Bref, un tableau sombre qui a déjà fait des victimes en Europe avec 100.000 licenciements dans le secteur bancaire et une capitalisation boursière en baisse de 420 milliards de dollars pour les 8 premiers groupes bancaires européens, rappelle le président de la banque.
Des conséquences sur les pays du Sud...
Nous, pays du Sud, subissons de plein fouet ces "dérèglement financiers". Cela se voit dans la liquidité des marchés financiers, les flux d'IDE et autres balances des paiement. La demande adressée à l'Afrique subsaharienne faiblit alors que c'est un élément vital pour sa croissance. Beaucoup de pays de la région accusent le coup avec néanmoins des exceptions dans les pays qui ont su anticiper ces risques. La Côte d'Ivoire, par exemple, devrait afficher une croissance de 10,3% en 2016 après 9,5% en 2015. L'économie de ce pays devrait croître à un rythme annuel moyen de 9% à horizon 2020.
... Et des opportunités à saisir
"Les banques et les assurances marocaines disposent d'autoroutes de croissance en Afrique subsaharienne qui ne demandent qu'à être saisies". Le président du groupe bancaire le plus internationalisé du Royaume estime que le continent a besoin de 100 milliards de dollars d'investissements par an qui doivent être financés, alors que 600 millions d'Africains n'ont pas encore accès à l'électricité. Pour le secteur des assurances, le taux de pénétration ne dépasse pas 1% du PIB dans la région, contre 3% en Amérique latine. La bancarisation ne dépasse guère les 5% ! Pour saisir ces opportunités, il préconise de développer des produits adaptés, surtout dans la bancassurance avec des canaux de distribution simples et efficaces. L'assurance Auto et l'assurance Santé ainsi que le low income banking & Insurance doivent également être mis à profit pour capter cette croissance. Dans son intervention, Mohamed ElKettani ne sait pas attardé sur le risque de changes qui est en train de tuer à petit feu l'un de ses sérieux concurrents en Afrique subsaharienne. Il s'agit du groupe Ecobank qui après une année 2015 difficile, démarre 2016 sur la même tendance. Il faut dire que Attijariwafa bank a fait le choix d'investir dans des pays dans la monnaie est corrélée au dirham comme le FCFA dans la zone UEMOA, faisant du risque de change une composante marginale de cette cartographie des risques.

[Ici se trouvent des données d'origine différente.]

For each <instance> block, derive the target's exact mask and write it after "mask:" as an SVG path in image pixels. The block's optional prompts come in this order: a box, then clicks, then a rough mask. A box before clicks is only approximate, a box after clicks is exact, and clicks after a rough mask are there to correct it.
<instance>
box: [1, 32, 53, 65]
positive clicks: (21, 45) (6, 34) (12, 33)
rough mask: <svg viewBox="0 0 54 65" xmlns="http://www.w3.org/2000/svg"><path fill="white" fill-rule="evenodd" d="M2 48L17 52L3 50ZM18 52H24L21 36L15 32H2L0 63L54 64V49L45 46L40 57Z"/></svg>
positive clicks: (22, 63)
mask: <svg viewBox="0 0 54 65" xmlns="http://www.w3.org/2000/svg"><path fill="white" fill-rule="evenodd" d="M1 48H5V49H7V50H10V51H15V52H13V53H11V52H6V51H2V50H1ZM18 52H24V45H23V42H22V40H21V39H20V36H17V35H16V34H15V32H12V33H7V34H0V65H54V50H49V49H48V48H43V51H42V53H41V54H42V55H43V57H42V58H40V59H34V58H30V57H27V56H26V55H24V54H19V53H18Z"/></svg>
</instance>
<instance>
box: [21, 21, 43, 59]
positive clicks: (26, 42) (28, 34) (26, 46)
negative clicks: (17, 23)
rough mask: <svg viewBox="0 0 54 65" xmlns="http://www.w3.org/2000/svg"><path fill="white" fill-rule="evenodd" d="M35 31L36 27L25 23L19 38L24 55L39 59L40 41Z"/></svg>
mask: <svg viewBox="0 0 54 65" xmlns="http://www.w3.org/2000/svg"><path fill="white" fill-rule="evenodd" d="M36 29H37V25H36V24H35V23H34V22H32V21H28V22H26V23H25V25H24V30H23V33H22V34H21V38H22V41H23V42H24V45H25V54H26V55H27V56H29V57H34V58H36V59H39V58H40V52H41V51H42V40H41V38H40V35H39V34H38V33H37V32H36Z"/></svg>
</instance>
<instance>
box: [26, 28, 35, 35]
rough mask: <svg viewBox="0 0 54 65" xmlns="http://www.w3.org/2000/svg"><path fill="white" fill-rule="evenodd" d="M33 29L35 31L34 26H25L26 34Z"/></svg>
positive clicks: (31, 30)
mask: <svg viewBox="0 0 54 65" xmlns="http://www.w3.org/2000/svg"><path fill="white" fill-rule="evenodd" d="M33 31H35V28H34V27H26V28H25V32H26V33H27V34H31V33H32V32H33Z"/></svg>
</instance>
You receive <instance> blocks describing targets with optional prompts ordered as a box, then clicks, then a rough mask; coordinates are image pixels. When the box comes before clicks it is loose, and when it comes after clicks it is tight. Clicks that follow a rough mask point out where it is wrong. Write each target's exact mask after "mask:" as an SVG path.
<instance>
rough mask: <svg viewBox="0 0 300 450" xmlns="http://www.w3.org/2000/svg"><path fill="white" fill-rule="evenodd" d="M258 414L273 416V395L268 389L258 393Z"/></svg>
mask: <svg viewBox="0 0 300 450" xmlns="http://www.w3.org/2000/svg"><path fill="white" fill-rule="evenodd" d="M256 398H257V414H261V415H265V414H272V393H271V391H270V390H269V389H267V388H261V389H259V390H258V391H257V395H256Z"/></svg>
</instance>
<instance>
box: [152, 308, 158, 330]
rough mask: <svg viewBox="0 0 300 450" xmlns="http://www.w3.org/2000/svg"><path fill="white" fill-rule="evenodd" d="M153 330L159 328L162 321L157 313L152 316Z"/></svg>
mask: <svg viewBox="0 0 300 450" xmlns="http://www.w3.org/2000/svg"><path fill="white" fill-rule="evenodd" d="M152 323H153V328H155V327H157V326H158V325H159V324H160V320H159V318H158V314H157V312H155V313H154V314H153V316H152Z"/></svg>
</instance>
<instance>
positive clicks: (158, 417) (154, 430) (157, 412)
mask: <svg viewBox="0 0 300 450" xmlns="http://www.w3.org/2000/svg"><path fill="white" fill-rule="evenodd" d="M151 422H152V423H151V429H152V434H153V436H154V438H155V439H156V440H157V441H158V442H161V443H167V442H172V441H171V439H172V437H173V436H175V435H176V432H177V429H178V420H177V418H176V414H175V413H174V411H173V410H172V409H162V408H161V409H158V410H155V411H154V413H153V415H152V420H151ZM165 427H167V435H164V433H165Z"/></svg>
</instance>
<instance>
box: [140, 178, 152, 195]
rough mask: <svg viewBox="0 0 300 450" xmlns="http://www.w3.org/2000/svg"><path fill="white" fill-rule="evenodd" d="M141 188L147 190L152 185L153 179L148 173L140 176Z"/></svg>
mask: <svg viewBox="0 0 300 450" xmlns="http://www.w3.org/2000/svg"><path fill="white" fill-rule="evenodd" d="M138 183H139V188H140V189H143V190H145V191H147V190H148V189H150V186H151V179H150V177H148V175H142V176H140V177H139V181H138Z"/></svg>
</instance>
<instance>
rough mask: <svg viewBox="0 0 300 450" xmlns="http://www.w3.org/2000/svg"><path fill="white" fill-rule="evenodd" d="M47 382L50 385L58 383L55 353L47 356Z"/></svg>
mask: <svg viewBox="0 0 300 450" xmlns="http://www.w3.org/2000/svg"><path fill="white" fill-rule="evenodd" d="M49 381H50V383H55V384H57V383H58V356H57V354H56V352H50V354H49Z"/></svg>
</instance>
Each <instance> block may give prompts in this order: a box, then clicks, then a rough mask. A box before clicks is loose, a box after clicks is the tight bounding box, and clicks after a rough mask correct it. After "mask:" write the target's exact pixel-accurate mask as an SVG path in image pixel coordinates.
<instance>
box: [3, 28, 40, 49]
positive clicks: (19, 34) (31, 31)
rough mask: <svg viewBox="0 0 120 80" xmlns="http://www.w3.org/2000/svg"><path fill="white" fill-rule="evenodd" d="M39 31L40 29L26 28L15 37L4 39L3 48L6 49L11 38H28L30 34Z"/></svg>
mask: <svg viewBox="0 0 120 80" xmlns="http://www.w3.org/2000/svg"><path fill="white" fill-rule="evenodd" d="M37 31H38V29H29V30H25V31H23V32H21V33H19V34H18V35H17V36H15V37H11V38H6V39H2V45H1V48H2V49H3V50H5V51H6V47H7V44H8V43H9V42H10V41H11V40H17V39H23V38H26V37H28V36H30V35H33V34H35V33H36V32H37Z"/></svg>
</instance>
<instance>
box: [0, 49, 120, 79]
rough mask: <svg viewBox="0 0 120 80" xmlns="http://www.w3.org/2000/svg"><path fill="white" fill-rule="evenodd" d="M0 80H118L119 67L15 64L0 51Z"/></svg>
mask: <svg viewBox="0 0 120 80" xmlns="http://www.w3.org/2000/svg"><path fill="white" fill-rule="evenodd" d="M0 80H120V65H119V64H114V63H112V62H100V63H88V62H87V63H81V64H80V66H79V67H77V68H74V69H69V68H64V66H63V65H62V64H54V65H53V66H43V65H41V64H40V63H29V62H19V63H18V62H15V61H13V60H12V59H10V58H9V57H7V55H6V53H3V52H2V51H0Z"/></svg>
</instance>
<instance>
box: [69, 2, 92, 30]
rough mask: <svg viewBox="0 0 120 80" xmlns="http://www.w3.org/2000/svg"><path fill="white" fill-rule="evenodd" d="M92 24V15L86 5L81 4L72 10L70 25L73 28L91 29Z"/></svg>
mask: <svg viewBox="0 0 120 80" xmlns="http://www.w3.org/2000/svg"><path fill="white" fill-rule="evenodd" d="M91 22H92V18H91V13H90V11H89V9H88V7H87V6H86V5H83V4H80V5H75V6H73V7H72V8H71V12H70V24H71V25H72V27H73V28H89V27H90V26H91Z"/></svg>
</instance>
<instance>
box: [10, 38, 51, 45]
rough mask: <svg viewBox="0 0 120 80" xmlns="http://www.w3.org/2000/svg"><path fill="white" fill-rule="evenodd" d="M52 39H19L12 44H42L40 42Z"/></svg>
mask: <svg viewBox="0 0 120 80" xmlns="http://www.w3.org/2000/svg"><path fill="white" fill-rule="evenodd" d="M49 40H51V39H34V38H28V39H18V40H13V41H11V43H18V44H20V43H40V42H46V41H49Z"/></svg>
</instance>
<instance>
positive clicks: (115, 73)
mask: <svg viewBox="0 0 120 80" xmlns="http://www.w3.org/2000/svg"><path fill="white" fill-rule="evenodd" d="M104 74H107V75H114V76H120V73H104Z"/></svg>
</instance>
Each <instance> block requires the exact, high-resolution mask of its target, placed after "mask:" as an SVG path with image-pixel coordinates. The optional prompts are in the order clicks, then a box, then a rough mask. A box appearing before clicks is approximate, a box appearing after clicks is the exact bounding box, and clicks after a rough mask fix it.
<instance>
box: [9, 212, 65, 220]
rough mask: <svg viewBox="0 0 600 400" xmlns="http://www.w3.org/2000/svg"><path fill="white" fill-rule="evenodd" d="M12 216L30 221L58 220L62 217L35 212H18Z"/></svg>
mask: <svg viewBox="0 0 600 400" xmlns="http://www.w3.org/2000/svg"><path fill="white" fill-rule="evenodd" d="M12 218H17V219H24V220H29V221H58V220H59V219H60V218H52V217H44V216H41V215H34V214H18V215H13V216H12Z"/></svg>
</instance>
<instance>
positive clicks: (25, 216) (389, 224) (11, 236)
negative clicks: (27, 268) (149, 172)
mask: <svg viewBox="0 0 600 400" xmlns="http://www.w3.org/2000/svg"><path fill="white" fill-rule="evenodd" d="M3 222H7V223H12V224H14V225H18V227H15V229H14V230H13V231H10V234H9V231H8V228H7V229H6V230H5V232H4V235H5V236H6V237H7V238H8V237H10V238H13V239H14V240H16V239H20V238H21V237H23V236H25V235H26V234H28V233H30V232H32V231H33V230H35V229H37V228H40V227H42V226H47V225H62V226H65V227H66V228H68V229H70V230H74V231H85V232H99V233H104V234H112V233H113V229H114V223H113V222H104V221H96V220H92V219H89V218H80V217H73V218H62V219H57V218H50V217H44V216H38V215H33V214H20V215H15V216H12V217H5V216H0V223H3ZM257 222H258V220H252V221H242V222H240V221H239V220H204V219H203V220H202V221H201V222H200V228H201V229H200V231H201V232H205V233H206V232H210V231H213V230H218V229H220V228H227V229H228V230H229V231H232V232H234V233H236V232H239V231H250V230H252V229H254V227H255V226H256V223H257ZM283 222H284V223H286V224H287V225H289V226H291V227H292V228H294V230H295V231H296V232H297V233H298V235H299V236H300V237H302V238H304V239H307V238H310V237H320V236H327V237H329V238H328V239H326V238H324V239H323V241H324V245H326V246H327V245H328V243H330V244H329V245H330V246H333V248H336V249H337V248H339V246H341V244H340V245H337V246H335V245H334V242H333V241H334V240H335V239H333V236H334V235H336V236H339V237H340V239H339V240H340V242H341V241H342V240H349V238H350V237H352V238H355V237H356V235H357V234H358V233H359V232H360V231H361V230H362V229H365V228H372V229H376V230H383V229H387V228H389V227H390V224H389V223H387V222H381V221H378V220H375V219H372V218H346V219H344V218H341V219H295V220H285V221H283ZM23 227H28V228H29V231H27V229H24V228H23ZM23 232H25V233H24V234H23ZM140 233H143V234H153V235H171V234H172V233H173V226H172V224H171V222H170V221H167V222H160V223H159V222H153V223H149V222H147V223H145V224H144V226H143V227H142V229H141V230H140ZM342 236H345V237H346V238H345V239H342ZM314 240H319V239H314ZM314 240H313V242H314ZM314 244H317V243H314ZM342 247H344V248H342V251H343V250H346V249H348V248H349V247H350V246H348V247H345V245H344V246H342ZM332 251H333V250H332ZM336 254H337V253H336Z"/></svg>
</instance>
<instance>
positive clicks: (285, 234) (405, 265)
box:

Plaidoyer pour une réglementation souple des assurances
Après son intervention, le PDG d'Attijariwafa bank a adressé un message à Hassan Boubrik, président de l'Autorité de contrôle des assurances et de la prévoyance sociale. Il y plaide pour une réglementation souple qui ne couvre pas les scénarios extrêmes. Estimant que leur probabilité de survenance étant par construction faible, demander aux assureurs de s'y préparer constamment (faisant ici allusion aux besoins en fonds propres), rendrait ces compagnies peu compétitives. Mais El Kettaninuance tout de même ces propos en insistant sur l'importance de la solidité financière des groupes à taille systémique.